IgM Deficiency in Autoimmune Blistering Mucocutaneous Diseases Following Various Treatments: Long Term Follow-Up and Relevant Observations

• Published in: Frontiers in immunology Vol. 12; p. 727520
• Main Authors: Ahmed, A Razzaque, Aksoy, Merve
• Format: Journal Article
• Language: English
• Published: Switzerland Frontiers Media S.A 27.09.2021
• Subjects: Adult; Aged; Aged, 80 and over; Antigens, CD19 - immunology; Autoimmune Diseases - blood; Autoimmune Diseases - drug therapy; Autoimmune Diseases - immunology; B-Lymphocytes - immunology; blistering disorder/diseases; decreased IgM; Female; Humans; hypogammaglobulinemia; Immunoglobulin M - blood; Immunoglobulin M - deficiency; Immunoglobulin M - immunology; Immunoglobulins, Intravenous - therapeutic use; Immunologic Deficiency Syndromes - blood; Immunologic Deficiency Syndromes - drug therapy; Immunologic Deficiency Syndromes - immunology; Immunology; Immunosuppressive Agents - therapeutic use; low IgM; Male; Middle Aged; post-rituximab; Recurrence; Retrospective Studies; rituximab; Rituximab - therapeutic use; Skin Diseases, Vesiculobullous - blood; Skin Diseases, Vesiculobullous - drug therapy; Skin Diseases, Vesiculobullous - immunology; Treatment Outcome; immunosuppressive agents; post-rituximab; low IgM; decreased IgM; hypogammaglobulinemia; blistering disorder/diseases; intravenous immunoglobulin; rituximab
• ISSN: 1664-3224; 1664-3224
• DOI: 10.3389/fimmu.2021.727520

IgM deficiency has been reported in patients with many autoimmune diseases treated with Rituximab (RTX).

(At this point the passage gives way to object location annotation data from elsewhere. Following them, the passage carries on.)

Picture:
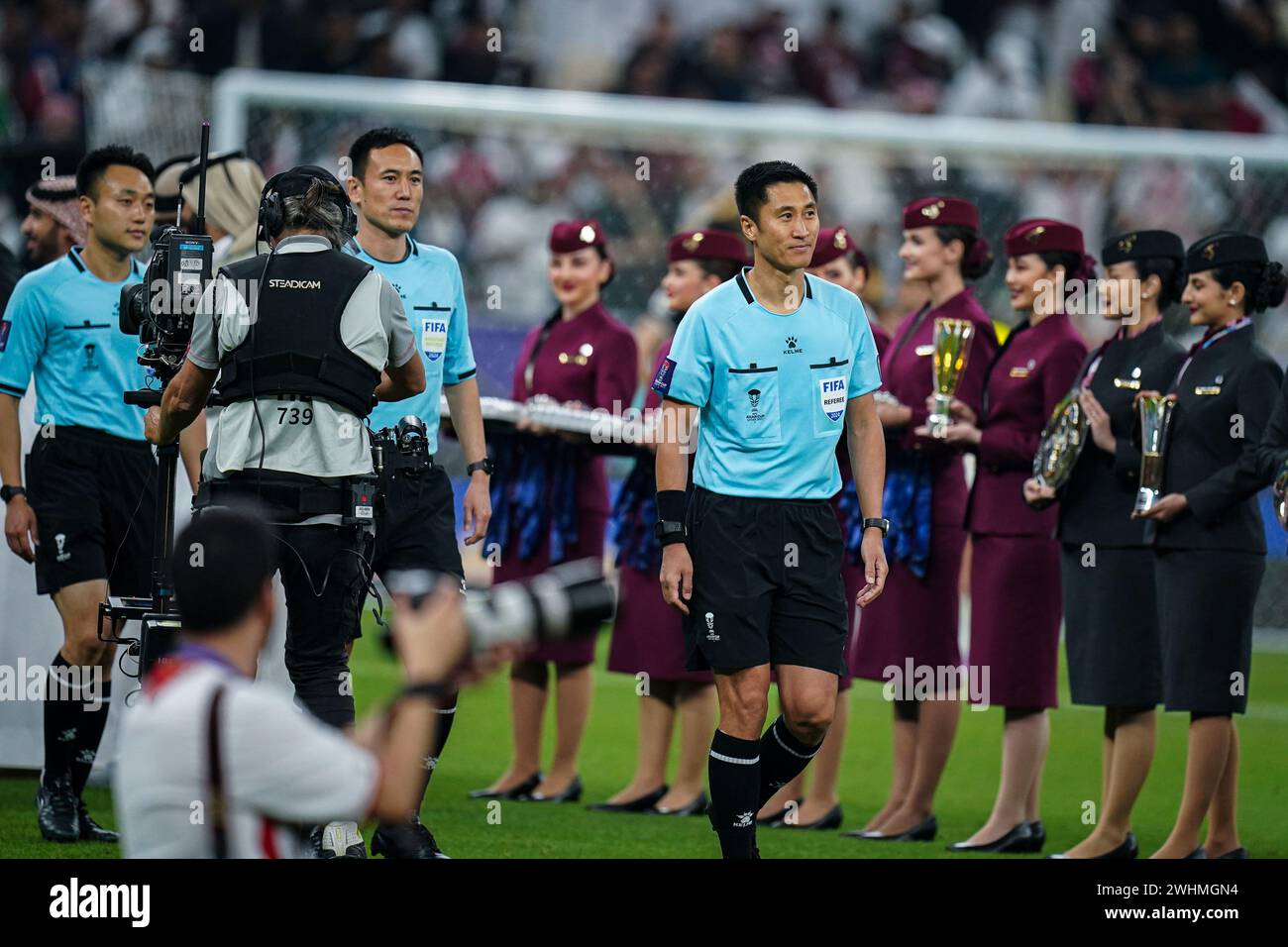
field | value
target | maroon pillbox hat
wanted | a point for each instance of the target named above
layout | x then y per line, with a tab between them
832	244
570	236
1042	235
940	211
706	245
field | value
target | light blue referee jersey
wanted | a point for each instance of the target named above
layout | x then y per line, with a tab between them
62	325
429	282
772	388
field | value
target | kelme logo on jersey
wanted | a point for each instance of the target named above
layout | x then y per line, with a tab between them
433	338
665	372
831	395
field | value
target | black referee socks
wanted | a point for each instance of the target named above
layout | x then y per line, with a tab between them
733	775
75	716
782	758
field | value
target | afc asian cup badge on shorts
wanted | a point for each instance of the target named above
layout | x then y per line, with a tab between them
433	338
831	394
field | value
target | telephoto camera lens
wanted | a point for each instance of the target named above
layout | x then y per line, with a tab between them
570	600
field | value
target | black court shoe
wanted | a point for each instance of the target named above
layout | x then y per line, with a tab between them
91	830
698	806
1129	848
777	815
519	791
1034	843
829	819
58	810
1020	835
644	802
570	795
922	831
404	840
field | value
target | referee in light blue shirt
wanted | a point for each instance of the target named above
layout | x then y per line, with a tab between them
419	526
86	522
778	364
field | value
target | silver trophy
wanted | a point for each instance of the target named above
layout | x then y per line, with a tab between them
952	347
1155	419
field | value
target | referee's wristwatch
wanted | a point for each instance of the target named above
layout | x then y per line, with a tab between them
669	531
879	523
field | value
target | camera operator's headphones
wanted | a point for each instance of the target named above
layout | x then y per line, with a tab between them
295	183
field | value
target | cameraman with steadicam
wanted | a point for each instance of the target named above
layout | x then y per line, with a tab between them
299	339
211	764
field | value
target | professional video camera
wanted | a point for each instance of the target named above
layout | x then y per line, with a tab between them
161	312
567	600
162	308
403	447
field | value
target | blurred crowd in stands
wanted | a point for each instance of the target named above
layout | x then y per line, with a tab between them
1216	64
1188	63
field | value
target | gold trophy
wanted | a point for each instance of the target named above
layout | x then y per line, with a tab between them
1061	444
1155	418
952	347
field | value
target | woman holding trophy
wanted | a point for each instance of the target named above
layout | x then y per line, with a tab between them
914	621
1016	565
1107	569
550	497
1210	553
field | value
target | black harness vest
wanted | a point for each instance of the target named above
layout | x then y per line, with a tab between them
288	350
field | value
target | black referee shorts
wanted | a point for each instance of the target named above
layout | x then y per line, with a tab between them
767	583
94	499
417	530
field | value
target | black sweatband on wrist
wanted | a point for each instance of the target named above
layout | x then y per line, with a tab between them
671	504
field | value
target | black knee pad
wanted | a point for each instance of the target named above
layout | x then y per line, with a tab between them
1020	712
1196	715
529	673
907	711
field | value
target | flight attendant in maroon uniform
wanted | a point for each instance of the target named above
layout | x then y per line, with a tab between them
836	260
648	637
925	500
550	497
1016	558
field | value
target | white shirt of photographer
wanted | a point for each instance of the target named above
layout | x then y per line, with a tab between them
281	768
313	438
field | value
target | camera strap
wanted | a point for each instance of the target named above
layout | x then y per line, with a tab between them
218	813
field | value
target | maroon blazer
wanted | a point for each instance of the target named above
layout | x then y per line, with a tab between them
1033	369
590	359
907	369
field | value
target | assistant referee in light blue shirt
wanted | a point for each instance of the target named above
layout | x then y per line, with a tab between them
778	364
419	526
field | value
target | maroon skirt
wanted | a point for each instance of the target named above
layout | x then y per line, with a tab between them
589	545
648	634
914	617
1016	607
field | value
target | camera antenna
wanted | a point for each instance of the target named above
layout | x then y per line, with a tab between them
200	227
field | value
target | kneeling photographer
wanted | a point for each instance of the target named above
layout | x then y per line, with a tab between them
299	339
211	764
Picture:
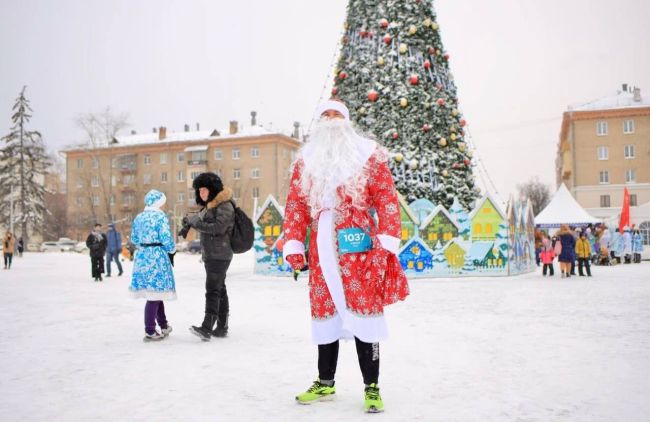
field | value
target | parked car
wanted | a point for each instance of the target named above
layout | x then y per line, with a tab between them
50	247
194	246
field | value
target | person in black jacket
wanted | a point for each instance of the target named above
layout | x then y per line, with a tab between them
96	243
214	222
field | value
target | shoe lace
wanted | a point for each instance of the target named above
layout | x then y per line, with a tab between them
372	393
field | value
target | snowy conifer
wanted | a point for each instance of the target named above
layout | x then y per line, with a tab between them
393	73
23	163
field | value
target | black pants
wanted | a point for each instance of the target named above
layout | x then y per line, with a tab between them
585	262
8	258
550	269
368	354
97	266
216	294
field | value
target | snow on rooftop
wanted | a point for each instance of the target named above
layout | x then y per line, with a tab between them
623	99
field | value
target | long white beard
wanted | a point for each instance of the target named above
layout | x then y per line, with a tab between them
333	158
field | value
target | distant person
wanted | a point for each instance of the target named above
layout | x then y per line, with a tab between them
583	251
547	255
113	249
8	248
567	255
637	246
153	278
96	242
20	246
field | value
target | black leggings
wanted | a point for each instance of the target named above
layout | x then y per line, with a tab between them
368	354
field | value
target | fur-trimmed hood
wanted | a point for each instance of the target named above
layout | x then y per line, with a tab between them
223	196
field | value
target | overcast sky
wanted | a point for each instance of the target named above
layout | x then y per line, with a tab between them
517	65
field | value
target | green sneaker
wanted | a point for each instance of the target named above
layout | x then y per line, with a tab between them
316	392
373	403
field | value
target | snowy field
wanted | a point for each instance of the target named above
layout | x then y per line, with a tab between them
525	348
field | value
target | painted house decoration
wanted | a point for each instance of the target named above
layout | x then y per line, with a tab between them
415	256
439	226
435	241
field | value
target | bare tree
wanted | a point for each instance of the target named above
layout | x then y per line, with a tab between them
538	193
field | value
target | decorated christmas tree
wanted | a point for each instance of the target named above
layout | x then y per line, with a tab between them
393	74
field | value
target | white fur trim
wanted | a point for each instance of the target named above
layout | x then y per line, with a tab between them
333	105
390	243
293	247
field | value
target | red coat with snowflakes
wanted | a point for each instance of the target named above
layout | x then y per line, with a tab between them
371	280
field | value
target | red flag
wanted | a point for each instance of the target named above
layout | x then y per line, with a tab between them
625	212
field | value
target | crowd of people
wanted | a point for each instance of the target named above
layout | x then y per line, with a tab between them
588	245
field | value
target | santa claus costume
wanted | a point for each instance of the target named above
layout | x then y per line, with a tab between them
339	180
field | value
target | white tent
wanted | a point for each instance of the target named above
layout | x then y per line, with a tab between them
563	209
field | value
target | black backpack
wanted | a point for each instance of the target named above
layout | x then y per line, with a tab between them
243	232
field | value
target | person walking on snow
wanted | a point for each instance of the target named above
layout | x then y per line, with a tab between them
113	249
354	271
214	222
96	242
153	278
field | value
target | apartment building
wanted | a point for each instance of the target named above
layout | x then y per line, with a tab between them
604	147
108	183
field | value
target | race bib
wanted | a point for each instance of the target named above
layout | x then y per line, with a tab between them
354	240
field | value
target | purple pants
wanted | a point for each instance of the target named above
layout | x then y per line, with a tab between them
154	310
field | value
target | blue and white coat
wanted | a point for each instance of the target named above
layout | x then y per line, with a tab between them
153	278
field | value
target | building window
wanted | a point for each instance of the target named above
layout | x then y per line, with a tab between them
604	177
604	201
603	153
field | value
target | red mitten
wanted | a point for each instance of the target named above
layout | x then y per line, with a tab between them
296	261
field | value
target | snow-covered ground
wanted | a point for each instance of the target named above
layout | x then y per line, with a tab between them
524	348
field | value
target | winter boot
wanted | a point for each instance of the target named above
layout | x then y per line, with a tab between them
317	392
222	326
373	402
204	332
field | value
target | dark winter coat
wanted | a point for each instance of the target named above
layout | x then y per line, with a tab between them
97	247
214	223
114	241
568	247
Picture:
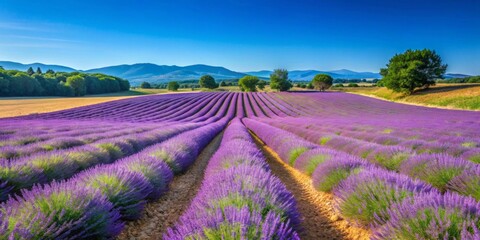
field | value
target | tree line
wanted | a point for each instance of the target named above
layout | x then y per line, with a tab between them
50	83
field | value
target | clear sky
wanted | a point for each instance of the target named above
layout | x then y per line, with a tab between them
246	35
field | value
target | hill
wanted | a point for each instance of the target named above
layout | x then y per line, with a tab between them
139	72
23	67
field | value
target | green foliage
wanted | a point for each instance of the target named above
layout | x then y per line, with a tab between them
322	82
207	81
248	83
369	202
77	83
30	71
472	79
261	84
173	86
18	83
279	80
295	153
145	85
413	69
333	178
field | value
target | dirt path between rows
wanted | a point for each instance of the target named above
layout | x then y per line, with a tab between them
316	208
162	214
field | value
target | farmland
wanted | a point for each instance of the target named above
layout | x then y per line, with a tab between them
453	96
210	165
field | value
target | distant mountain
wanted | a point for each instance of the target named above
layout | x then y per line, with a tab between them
137	73
24	67
307	75
455	75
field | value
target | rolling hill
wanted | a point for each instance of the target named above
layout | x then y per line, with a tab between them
137	73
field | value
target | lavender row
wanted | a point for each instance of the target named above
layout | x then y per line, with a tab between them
62	164
239	197
370	196
94	203
370	150
59	143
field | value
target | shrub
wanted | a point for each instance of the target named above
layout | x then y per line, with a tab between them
467	183
59	211
436	169
125	189
235	223
329	174
432	216
365	197
389	157
156	172
51	163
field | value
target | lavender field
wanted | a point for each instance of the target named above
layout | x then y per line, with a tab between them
391	170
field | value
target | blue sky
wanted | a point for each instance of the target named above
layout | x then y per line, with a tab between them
241	35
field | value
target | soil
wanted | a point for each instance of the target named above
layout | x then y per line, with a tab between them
316	208
162	214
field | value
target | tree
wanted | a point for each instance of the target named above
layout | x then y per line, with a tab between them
322	81
173	86
279	80
261	84
145	85
207	81
413	69
30	71
77	83
248	83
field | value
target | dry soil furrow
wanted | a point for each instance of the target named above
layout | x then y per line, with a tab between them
162	214
316	208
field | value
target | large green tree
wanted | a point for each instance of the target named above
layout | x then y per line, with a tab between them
207	81
248	83
77	83
279	80
413	69
322	81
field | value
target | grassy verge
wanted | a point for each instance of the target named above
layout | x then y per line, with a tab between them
454	96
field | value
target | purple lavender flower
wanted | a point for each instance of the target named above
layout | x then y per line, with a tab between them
156	172
234	223
329	174
364	197
467	183
127	190
59	211
436	169
432	216
389	157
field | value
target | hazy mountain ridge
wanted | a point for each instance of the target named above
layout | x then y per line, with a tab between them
137	73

It has not been studied, in detail, in autoimmune mucocutaneous blistering diseases (AIMBD). Our objectives were: (i) Examine the dynamics of IgM levels in patients with and without RTX. (ii) Influence of reduced serum IgM levels on clinical and laboratory parameters. (iii) Explore the possible molecular and cellular basis for reduced serum IgM levels. This retrospective study that was conducted in a single-center from 2000 to 2020. Serial IgM levels were studied in 348 patients with five AIMBD (pemphigus vulgaris, pemphigus foliaceus, bullous pemphigoid, mucous membrane pemphigoid, and ocular cicatricial pemphigoid) and found decreased in 55 patients treated with RTX, IVIG, and conventional immunosuppressive therapy (CIST). Hence the incidence of decreased serum IgM is low. The incidence of decreased IgM in patients treated with RTX was 19.6%, in patients treated with IVIG and CIST, it was 52.8% amongst the 55 patients. IgM levels in the post-RTX group were statistically significantly different from the IVIG group (p<0.018) and CIST group (p<0.001). There were no statistically significant differences between the groups in other clinical and laboratory measures. Decreased serum IgM did not affect depletion or repopulation of CD19+ B cells. Patients in the three groups achieved clinical and serological remission, in spite of decreased IgM levels. Decrease in IgM was isolated, since IgG and IgA were normal throughout the study period. Decreased IgM persisted at the same level, while the patients were in clinical remission, for several years. In spite of persistent decreased IgM levels, the patients did not develop infections, tumors, other autoimmune diseases, or warrant hospitalization. Studies on IgM deficiency in knockout mice provided valuable insights. There is no universally accepted mechanism that defines decreased IgM levels in AIMBD. The data is complex, multifactorial, sometimes contradictory, and not well understood. Nonetheless, data in this study provides novel information that enhances our understanding of the biology of IgM in health and disease.